Originally Posted by aristos_achaion /img/forum/go_quote.gif
Oh, come along...you really don't think science requires faith? For starters, we've got faith in our senses to tell us the truth...go back to the Middle Ages, and that was a radical idea. You've got to have faith that what works today and worked yesterday will continue to work tomorrow, that things don't miraculously change without cause...something we take for granted, but there's nothing saying it won't, other than our previous experience.

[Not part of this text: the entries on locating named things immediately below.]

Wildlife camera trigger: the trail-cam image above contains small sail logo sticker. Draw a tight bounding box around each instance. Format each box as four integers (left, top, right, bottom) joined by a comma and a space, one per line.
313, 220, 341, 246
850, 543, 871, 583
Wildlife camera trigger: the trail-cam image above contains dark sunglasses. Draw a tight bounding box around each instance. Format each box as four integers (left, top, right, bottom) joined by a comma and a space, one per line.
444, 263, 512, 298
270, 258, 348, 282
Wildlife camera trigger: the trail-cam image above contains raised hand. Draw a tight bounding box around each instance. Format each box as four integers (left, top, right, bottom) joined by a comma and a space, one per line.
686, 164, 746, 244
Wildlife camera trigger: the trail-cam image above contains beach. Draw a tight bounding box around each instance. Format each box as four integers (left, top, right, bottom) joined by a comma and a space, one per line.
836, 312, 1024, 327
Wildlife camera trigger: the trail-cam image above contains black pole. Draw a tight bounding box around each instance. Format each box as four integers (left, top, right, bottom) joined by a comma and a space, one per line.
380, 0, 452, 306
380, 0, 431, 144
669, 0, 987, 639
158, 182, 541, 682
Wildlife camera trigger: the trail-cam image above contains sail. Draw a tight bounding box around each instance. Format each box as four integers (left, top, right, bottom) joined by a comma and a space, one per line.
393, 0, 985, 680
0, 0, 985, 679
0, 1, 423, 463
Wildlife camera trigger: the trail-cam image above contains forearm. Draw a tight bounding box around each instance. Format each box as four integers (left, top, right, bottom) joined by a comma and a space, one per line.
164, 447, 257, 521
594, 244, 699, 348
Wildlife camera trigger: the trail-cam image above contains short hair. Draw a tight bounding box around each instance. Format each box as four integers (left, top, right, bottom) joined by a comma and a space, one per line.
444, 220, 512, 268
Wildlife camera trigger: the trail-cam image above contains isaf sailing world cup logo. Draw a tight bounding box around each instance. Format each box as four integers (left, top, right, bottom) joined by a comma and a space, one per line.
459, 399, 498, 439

Nope, I don't. I don't need faith, I don't want faith, and furthermore I don't have faith. Faith is an excuse for a lack of reason. If you have logic, you don't need faith. If you have reasoned analysis and deductive reasoning, there's no need for it.
 
Jan 24, 2010 at 6:46 PM Post #165 of 278
I've read this guys stuff before, and took no pleasure in being reminded of his writing. He strikes me as acerbic, cantankerous bore, who is no better than the critics he so harshly criticizes. If you read a few reviews of some of the components themselves that you might be familiar with you might get a different sense of where he's coming from. In one issue there is a review of Grado 125's, as an example that may be familiar to some. I find him very limited in his observations, and as someone who seems to want to place everything into a compartment where it neatly fits. Things are black or white, bad or good. Sorry, but in my experience the world doesn't work that way. There's an entire rainbow of colors in between and I would rather not live a life, nor have a mindset that fits neatly into compartments. Humans have an inescapable drive to make meaning of everything around them. To me, the extreme of this is to live a life without an emotion or compassion at all....like a Vulcan for you Star Trek fans (I am not so forgive my inaccuracy if I'm off base here). I can't speak for others, but the joy I get in life has more to do with being open to possibilities that are not necessarily in the realms of logic or reason. The best things in my life have come from some kind of leap of faith....driven by a gut instinct and or blind passion. That is not to say I abandoned reason all together in those cases, but I've found there are times for both.

One need only read the forums here, over at Audiogon, Audioasylum, or any number of sites where things like this are discussed. You will see there are scores of folks getting great enjoyment in their lives from bringing music into their homes using the technologies being discussed, and those being harshly criticized in this article. Proving they are "wrong" to have that experience by logic, reason, graphs on paper, or someone else's knee-jerk criticism of the industry and of capitalism in general.....well, I just don't see the point. Go listen to the stuff yourself and make your own decisions....enjoy the music above all...enjoy life!

I heard a hilarious line in an otherwise just OK movie recently. It comes to mind when reading this guys criticisms:

Quote:

I think you're constipated, in your f*©king soul... I think you might have a really big load of grumpy petrified poop up your soul's ass.